Background: Elsamitrucin, the most potent topoisomerase II inhibitor available, is unique in that it does not cause neutropenia or cardiotoxicosis. It has antitumor activity in human patients with relapsed or refractory non-Hodgkin's lymphoma. Objectives: To determine the maximum tolerated dose (MTD), safety, and toxicity of elsamitrucin when administered to tumor-bearing dogs and to evaluate the incidence and severity of adverse events. Animals: Twenty client-owned dogs with spontaneous malignant solid tumors or lymphoma that were refractory to, or for which the owner declined, conventional therapy were enrolled. Methods: Prospective, open-label, single-agent study. Escalating doses of elsamitrucin were administered once weekly IV for up to 16 weeks in a modified 3 + 3 Phase I design. The starting dose was 0.06mg/kg with escalation to 0.08 and 0.09mg/kg. Dogs that remained on the study were monitored for evidence of toxicoses for at least 4 weeks and for survival every 2 months. Results: Serious adverse events (SAEs) possibly attributable to elsamitrucin include: 1 dog developed heart failure and another developed hepatotoxicosis manifested by increased alanine aminotransferase, alkaline phosphatase, and total bilirubin (0.06mg/kg dose); 1 dog developed severe anorexia and diarrhea, another developed severe diarrhea alone, and a 3rd dog went into cardiac arrest (0.09mg/kg dose).

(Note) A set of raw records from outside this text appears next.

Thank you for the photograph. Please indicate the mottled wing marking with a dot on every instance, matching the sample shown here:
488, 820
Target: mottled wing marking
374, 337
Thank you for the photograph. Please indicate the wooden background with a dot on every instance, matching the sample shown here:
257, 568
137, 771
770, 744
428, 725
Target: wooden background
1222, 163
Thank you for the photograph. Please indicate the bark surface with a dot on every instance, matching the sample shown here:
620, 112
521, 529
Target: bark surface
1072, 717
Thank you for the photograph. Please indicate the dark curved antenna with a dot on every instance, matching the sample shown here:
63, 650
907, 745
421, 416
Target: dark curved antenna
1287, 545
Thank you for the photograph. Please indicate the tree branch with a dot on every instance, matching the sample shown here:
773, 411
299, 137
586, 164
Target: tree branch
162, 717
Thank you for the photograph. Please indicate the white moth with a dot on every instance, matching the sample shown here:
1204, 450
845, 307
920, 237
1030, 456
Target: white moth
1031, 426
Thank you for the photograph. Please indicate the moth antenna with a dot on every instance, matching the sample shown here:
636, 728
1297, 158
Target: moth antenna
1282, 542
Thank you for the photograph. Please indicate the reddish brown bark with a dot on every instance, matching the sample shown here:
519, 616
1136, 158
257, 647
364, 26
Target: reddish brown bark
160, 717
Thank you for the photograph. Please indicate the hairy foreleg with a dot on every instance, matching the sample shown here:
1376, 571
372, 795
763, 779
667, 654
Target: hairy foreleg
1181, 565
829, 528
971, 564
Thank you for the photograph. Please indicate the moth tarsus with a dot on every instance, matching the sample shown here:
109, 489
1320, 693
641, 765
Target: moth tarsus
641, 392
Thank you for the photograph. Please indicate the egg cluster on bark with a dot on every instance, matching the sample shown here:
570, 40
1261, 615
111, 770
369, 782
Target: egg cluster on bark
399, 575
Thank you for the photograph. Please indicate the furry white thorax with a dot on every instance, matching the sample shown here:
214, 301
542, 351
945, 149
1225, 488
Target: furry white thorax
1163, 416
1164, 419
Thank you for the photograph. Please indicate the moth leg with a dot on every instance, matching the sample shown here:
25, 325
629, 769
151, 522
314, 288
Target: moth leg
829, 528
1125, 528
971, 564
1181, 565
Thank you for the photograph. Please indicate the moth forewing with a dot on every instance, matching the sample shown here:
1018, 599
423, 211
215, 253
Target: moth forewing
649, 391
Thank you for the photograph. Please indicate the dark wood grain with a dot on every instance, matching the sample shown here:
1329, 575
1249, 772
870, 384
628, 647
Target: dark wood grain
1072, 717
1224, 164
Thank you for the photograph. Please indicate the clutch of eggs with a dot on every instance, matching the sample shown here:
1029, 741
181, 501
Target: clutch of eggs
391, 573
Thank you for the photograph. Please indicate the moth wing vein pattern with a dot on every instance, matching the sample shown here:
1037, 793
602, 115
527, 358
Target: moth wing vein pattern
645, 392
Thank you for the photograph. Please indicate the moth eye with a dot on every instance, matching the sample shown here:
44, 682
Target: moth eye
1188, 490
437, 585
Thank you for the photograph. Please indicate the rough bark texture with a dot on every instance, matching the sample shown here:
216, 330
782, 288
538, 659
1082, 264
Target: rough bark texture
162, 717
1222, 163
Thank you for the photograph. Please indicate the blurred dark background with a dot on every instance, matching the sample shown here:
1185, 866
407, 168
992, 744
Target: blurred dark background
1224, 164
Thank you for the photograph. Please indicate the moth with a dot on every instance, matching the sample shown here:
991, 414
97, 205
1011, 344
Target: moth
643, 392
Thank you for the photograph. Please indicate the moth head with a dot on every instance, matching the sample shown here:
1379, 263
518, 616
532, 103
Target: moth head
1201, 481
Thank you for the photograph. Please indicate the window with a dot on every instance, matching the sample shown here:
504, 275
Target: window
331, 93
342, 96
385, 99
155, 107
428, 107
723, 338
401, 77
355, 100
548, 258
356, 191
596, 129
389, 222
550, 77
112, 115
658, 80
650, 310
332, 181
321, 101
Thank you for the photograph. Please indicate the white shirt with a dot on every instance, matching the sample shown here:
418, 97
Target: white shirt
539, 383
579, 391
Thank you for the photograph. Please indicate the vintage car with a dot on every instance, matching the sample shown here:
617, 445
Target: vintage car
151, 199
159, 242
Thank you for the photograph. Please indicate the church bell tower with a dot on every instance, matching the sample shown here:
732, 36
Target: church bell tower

A dose of 0.08mg/kg was well tolerated with no SAEs. Conclusions and Clinical Importance: The MTD and recommended dose for Phase II trials of elsamitrucin is 0.08mg/kg IV weekly. Elsamitrucin might be considered for combination protocols with myelosuppressive chemotherapy agents. © 2011 by the American College of Veterinary Internal Medicine.